The teacher will take part merely as an observer and will allow the students to organize the work in the laboratory.
The objective test will have a dual aim: to discern the previous level of knowledge of the students with respect to the material and, secondly, to obtain an initial measure of the level of preparation in the concepts presented. A further aim is to determine the homogeneity, or lack thereof, of the students participating in the study with respect to their prior knowledge.
The different test items can be grouped in 2 thematic blocks containing the contents of the test:
Identification of Risks and First Aid. The pre-test test was applied on the first day of class and the post-test will be applied through the Moodle once classes have ended.
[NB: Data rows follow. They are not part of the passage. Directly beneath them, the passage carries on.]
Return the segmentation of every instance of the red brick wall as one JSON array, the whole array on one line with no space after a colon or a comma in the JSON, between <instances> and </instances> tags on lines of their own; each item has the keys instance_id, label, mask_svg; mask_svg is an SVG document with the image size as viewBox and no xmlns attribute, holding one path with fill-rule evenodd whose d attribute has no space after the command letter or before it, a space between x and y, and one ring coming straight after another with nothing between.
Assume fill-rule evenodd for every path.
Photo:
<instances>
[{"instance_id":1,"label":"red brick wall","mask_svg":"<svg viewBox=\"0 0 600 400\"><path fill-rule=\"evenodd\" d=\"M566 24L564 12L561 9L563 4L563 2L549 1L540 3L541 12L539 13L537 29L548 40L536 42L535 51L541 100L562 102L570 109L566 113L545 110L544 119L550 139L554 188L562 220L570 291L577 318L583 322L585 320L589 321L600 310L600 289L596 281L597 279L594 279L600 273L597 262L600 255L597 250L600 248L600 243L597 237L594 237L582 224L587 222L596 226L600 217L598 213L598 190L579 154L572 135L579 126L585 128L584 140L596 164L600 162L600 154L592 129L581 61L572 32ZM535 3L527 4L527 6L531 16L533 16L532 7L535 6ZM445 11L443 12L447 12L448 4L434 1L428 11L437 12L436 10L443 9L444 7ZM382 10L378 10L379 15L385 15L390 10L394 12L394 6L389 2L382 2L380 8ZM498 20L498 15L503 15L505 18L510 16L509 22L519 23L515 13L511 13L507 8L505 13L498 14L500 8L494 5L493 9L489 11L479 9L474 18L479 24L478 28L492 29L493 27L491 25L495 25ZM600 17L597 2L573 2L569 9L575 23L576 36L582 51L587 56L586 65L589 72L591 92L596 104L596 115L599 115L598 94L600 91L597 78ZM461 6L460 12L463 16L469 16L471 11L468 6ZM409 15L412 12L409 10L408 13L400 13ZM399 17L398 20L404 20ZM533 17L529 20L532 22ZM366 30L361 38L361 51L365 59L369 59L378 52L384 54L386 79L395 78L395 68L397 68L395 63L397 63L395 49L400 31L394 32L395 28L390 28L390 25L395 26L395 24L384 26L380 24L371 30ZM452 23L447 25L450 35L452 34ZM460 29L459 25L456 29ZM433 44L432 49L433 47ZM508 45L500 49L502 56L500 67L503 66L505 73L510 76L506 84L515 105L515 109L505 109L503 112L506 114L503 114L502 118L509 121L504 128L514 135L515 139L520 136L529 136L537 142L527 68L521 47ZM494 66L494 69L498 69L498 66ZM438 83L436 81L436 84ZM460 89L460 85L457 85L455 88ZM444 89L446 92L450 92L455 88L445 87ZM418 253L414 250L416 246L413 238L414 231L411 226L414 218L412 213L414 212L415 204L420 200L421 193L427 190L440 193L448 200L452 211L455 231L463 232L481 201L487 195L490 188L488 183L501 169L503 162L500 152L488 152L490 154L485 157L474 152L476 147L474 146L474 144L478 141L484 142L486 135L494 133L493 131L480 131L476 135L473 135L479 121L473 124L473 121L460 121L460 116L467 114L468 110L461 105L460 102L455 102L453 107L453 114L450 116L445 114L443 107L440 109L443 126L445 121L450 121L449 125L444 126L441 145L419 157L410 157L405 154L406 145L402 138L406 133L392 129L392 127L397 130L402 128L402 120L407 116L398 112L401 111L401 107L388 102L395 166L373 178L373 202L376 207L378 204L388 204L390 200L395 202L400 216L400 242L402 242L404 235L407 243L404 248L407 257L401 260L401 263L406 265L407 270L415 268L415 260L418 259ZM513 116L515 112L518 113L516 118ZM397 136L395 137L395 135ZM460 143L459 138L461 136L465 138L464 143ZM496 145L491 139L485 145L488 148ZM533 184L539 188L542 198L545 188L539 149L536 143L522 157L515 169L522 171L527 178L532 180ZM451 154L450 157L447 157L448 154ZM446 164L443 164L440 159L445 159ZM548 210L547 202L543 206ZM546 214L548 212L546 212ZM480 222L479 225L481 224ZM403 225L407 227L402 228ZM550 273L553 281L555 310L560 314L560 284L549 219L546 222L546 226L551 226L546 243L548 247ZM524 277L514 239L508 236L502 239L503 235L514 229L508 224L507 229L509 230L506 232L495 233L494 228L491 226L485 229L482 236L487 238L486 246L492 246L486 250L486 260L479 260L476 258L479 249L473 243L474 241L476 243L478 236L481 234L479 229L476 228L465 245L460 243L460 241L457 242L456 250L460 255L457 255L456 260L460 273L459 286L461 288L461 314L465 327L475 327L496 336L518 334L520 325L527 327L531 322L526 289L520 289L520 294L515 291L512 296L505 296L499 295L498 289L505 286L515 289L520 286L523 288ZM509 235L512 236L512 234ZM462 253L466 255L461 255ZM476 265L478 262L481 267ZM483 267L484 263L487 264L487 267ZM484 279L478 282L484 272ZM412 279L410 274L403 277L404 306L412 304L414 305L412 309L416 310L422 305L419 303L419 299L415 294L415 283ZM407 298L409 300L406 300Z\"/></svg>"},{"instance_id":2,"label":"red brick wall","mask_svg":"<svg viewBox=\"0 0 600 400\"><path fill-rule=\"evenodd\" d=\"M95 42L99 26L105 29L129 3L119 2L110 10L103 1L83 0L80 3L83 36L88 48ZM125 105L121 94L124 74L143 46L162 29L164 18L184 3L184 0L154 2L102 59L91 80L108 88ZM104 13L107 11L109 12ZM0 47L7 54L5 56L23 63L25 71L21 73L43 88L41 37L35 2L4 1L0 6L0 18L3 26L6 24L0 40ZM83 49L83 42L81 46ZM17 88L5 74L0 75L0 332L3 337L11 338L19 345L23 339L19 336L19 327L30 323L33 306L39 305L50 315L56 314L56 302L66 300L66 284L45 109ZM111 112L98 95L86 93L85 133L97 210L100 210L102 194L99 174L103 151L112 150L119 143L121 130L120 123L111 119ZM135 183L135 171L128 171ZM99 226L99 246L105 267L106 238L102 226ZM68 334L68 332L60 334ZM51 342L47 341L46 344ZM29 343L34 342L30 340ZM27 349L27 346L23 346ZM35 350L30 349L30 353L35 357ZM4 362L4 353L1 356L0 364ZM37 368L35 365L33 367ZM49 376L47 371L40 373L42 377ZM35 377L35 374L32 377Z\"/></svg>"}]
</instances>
To measure student satisfaction, we have drafted a satisfaction questionnaire with the aim of determining not only the satisfaction of the students with the experiment but also to determine how they work and to obtain the ratings of the methodology used from the students.
With this questionnaire of 31 items, the aim is to gather information about the following dimensions:
Regarding general satisfaction test our aim is to check whether, for the students, the experience has been positive and whether it has helped them in their learning process.
We would like to thank the University of Salamanca, for the call for Innovation Projects and the Teaching Improvement Application of ICT in practical teaching for the performance of safe practices in laboratories and the Fundación Memoria D. Samuel Solorzano Barruso of the University of Salamanca for Research Aid – Augmented Reality applied to laboratory safety, whose financing made this experiment possible.